If you make something that really stimulates the addiction molecule in users, we will reward you.
We’ll give you fame and fortune. We’ll put your work in front of the world.
Post something stupid, and 2.8 million people will see it.
Post something real and fifty of your followers might see it if you’re lucky.
There has been a change. Your followers don’t see what you do anymore.
They are not like email subscribers. There’s no guarantee what you make will make it through.
The new middleman is the algorithm.
And you don’t get paid to make crack for it to push.
But you get your share of the dope in the shape of likes and reach.
LOST
Before you know it you’re in a room surrounded by people who don’t know you.
Having to perform an act that isn’t you.
Aaron is in a cupboard at MIT. He’s pulling more academic journals than you can imagine into his laptop.
You see, he’s at a mega-uni and he’s got the privilege of being able to access articles you and me can’t.
We’d have to pay. And a lot for it.
So he’s grabbing the lot, and he’s going to liberate it.

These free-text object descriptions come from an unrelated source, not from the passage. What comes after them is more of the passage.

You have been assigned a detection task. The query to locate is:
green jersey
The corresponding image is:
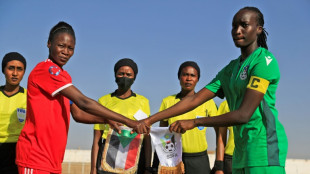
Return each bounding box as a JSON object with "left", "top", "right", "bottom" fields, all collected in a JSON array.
[{"left": 206, "top": 47, "right": 288, "bottom": 168}]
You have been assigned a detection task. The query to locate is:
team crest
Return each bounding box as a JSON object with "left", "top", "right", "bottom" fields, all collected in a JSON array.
[
  {"left": 49, "top": 66, "right": 61, "bottom": 76},
  {"left": 240, "top": 65, "right": 249, "bottom": 80},
  {"left": 17, "top": 108, "right": 26, "bottom": 122},
  {"left": 160, "top": 134, "right": 176, "bottom": 153}
]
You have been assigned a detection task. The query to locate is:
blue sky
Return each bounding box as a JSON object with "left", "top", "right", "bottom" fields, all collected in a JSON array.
[{"left": 1, "top": 0, "right": 309, "bottom": 159}]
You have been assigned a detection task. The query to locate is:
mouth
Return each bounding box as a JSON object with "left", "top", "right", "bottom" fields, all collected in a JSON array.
[{"left": 184, "top": 83, "right": 192, "bottom": 87}]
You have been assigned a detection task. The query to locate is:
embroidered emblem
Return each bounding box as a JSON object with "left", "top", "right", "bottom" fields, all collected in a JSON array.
[
  {"left": 265, "top": 56, "right": 272, "bottom": 66},
  {"left": 17, "top": 108, "right": 26, "bottom": 122},
  {"left": 240, "top": 65, "right": 249, "bottom": 80},
  {"left": 49, "top": 66, "right": 60, "bottom": 76}
]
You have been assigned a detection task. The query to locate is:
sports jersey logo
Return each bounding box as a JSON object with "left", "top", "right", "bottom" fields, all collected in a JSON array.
[
  {"left": 49, "top": 66, "right": 61, "bottom": 76},
  {"left": 240, "top": 65, "right": 249, "bottom": 80},
  {"left": 17, "top": 108, "right": 26, "bottom": 122},
  {"left": 265, "top": 56, "right": 273, "bottom": 66},
  {"left": 160, "top": 134, "right": 177, "bottom": 153}
]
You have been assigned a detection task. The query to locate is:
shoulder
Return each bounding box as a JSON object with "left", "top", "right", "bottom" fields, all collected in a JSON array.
[
  {"left": 134, "top": 93, "right": 149, "bottom": 102},
  {"left": 162, "top": 94, "right": 177, "bottom": 102}
]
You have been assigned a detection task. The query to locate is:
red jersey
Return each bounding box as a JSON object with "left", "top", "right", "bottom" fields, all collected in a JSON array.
[{"left": 16, "top": 59, "right": 72, "bottom": 173}]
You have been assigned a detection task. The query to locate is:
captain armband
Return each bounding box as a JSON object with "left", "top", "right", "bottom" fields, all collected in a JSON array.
[{"left": 247, "top": 76, "right": 270, "bottom": 94}]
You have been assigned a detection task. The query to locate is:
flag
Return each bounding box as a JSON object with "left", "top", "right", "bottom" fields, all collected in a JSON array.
[
  {"left": 101, "top": 126, "right": 143, "bottom": 173},
  {"left": 150, "top": 127, "right": 182, "bottom": 167}
]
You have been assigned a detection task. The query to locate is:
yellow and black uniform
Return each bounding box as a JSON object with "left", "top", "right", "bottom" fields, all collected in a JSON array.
[
  {"left": 0, "top": 86, "right": 26, "bottom": 173},
  {"left": 160, "top": 93, "right": 217, "bottom": 174},
  {"left": 94, "top": 90, "right": 150, "bottom": 173}
]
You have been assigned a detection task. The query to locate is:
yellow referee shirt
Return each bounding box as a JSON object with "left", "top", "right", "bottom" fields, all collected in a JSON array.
[
  {"left": 160, "top": 94, "right": 217, "bottom": 153},
  {"left": 0, "top": 86, "right": 27, "bottom": 143},
  {"left": 94, "top": 91, "right": 150, "bottom": 139}
]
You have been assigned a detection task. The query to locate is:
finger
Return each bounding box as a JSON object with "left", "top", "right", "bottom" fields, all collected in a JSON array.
[{"left": 114, "top": 124, "right": 122, "bottom": 134}]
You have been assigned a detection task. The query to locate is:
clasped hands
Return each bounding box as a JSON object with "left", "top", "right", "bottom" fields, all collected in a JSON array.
[{"left": 107, "top": 118, "right": 197, "bottom": 135}]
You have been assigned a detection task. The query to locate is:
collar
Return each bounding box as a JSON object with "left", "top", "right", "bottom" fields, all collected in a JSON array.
[
  {"left": 0, "top": 85, "right": 25, "bottom": 97},
  {"left": 111, "top": 90, "right": 136, "bottom": 99},
  {"left": 175, "top": 92, "right": 182, "bottom": 99}
]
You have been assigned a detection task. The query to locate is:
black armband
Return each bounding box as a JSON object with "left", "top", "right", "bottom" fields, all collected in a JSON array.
[{"left": 213, "top": 160, "right": 224, "bottom": 171}]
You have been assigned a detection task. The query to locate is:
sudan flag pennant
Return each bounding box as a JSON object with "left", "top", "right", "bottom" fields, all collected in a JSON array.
[{"left": 101, "top": 126, "right": 143, "bottom": 173}]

The FBI shaped eye in the sky swoops.
His manifesto is waved around in court.
He’s looking at thirty years, more than Diddy in jail, and a million-dollar fine. That’s two times Diddy.
Aaron committed suicide in 2013.
And Facebook seized algorithmic control of Instagram.
Platforms start cannibalising the open web.
And the owners of knowledge, surveillance and attention colonise the landscape.
Aaron never got to see TikTok, thanks g-d.
And me, well, I’ve abandoned the socials.
Nobody there knew who I was anyway, it turned out.
So here I am, writing longer. Going deeper.
And this, at least for now, will be the place online you can find me.